I was sitting around the other day discussing triglycerides and complex carbohydrates with my wife when it occurred to me that chamomile tea would probably never replace the simple martini.
The reason we were on the subject is that I have undertaken a special diet which, it is said, may add 10 years to my life. I am not sure, however, it will be the kind of life worth living.
I have entered the program not to join the parade of skinny old men shuffling through Santa Monica, clinging to life by a thread as tenuous as a strand of linguine, but to get my heart back into the shape it ought to be.
There is nothing like the fear of death to draw one's attention to good nutrition. So follow along as we witness the pathetic decline of a lusty gourmand into the gray world of plain gelatin and buckwheat flour.
The diet basically reduces to a minimum the fats and cholesterol-causing foods at my table. Should a cow accidentally wander into the kitchen, I am to kill it instantly and burn the carcass.
Cows in any form, to hear my dietitian tell it, are a part of my past.
A typical dinner menu under the prevailing stringent conditions, for example, will allow me the following for a lip-smacking meal:
One-half cup of skim milk, three small servings of vegetables, one small apple, one ear of corn and 3.5 ounces of fish.
If I am still hungry after that, as surely I will be, I may indulge in "a fun little rice cracker" for nutrition and, I suppose, for laughs.
I have managed to avoid that so far, sparing myself fun with a rice cracker until a more desperate time.
My metabolism, meanwhile, is fueled by a precise blend of proteins, complex carbohydrates, fruits, vegetables and fat-free dairy products in such fine balance that I am afraid to tamper with it.
I don't know what would happen, for instance, if I had two complex carbohydrates and no fruit at one meal. I might explode.
The possibility is haunting. The other day I was about to sit down to a bowl of delicious cardboard-flavored vegetarian chili and lima beans cooked in rain water when I suddenly began to wonder, God help me, if my chili was clashing with my lima beans.
It's sad to see a grown man accustomed to the hearty enjoyment of poitrine de veau abruptly in a panic over his vegetarian chili, but there I was going down a list of food-exchanges on a card from my pocket to see if the nutritional balance was proper.
"Easy," my wife said, when she noticed I was beginning to perspire.
"Easy, hell," I said. "I may be creating deadly chemistry in my body by mixing chili and lima beans."
"You're over-reacting to a simple program of nutrition."
"There is nothing simple about this diet," I said. "I am supposed to have green sapsago cheese and no sorbitol or manitol." I leaned closer. "I don't even know what sorbitol and manitol are."
"Poor dear," she said.
I have committed myself to this Spartan existence for a month and have pretty much abided by the unforgiving menu, with the possible exception of last night when I said to hell with my triglycerides and drank a dry vodka martini. Well, actually, two. And I didn't feel the least bit guilty about it.
My poor attitude strikes at the very core of the program.
I was warned at its outset that the most important part of the regimen is a positive mental approach.

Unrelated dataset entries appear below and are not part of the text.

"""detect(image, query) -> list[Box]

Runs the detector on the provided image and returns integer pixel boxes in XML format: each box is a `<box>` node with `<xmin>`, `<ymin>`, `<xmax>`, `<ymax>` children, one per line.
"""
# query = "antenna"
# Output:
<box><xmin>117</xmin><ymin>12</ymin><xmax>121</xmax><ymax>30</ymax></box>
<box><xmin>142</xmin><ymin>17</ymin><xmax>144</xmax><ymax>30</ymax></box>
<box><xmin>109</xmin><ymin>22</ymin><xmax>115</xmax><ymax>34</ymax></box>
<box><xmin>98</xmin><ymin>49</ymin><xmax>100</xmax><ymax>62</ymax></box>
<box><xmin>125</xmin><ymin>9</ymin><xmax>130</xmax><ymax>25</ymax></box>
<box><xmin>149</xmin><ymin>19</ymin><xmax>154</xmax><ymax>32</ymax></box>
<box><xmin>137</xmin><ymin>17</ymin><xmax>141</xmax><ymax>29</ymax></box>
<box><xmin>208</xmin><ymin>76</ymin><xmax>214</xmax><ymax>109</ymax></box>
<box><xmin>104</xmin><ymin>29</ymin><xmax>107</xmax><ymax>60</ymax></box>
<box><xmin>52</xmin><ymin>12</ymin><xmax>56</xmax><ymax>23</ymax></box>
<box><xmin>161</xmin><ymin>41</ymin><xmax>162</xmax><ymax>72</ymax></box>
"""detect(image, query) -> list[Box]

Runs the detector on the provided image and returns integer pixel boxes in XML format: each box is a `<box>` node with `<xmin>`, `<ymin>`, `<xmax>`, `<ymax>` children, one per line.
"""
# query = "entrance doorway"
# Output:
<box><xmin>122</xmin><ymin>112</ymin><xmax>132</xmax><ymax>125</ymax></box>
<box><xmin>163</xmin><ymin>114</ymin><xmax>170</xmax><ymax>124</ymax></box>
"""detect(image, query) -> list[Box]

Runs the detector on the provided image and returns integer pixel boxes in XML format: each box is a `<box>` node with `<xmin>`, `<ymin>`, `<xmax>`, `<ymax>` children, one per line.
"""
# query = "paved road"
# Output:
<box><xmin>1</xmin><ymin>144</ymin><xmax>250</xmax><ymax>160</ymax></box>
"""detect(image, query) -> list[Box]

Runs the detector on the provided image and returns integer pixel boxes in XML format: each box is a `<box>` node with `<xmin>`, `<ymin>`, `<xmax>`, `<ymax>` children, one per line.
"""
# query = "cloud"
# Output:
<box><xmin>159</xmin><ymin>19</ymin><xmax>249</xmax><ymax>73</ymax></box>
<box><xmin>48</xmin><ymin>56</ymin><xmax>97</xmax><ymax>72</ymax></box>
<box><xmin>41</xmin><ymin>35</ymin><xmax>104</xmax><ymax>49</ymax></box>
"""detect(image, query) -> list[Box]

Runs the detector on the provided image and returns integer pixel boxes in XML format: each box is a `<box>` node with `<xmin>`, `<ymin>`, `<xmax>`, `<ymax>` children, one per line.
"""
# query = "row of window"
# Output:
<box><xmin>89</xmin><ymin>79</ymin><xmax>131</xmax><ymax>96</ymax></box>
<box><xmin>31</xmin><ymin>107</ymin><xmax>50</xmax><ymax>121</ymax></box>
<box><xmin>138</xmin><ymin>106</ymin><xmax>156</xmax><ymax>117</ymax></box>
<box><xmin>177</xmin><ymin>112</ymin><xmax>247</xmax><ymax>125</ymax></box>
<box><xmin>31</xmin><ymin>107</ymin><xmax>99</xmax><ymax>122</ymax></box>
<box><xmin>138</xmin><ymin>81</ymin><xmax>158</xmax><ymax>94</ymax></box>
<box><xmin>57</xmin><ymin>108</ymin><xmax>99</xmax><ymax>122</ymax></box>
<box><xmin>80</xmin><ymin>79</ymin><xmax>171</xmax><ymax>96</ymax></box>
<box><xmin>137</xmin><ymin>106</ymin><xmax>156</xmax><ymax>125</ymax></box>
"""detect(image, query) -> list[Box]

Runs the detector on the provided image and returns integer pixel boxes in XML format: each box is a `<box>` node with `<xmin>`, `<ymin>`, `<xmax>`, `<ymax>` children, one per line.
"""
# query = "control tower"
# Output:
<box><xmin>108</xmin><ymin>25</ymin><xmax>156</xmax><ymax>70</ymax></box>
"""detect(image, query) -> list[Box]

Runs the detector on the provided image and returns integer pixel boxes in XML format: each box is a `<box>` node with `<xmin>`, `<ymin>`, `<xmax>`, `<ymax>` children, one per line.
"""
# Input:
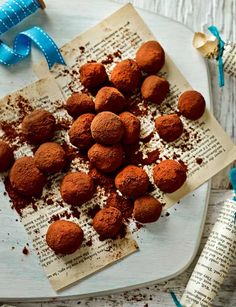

"That," my wife said later, "is going to be your Achilles' heel."
Possibly. For example, I am emotionally incapable of carrying a can of unsweetened baby food or a "grain beverage," whatever that is, to a restaurant in order to maintain my program of good nutrition while dining out.
I am further incapable of "speaking up with appropriate restaurant suggestions when in a group," insofar as those suggestions might encompass a cheerful call for cooked Wheatena or another round of unsalted eggplant.
I'd rather eat coyote than eat eggplant.
However, I do understand the importance of good food at this faltering stage in my life, so a plate of Chinese cabbage, cooked celery and unflavored broccoli will do me no harm, though I must remember to go easy on foods containing oxalic acids.
There is no point in a healthy heart if I OD on beet greens.
Nevertheless, I have, as I mentioned, remained reasonably true to my health program with that one slippage into the ugly swamp of vodka and vermouth.
We were in the bar at the Beverly Wilshire hotel.
"You're ordering a martini?" my wife asked, surprised.
"Right," I said. "But, and this is important, no olive. The olives are deadly."
"Booze is deadly."
"All right," I said, "I'll have a martini, you have chamomile tea."
She thought about that for a moment and then said, "One margarita, with salt, hold the straw."
We had such a hell of a good time, we skipped the rice crackers.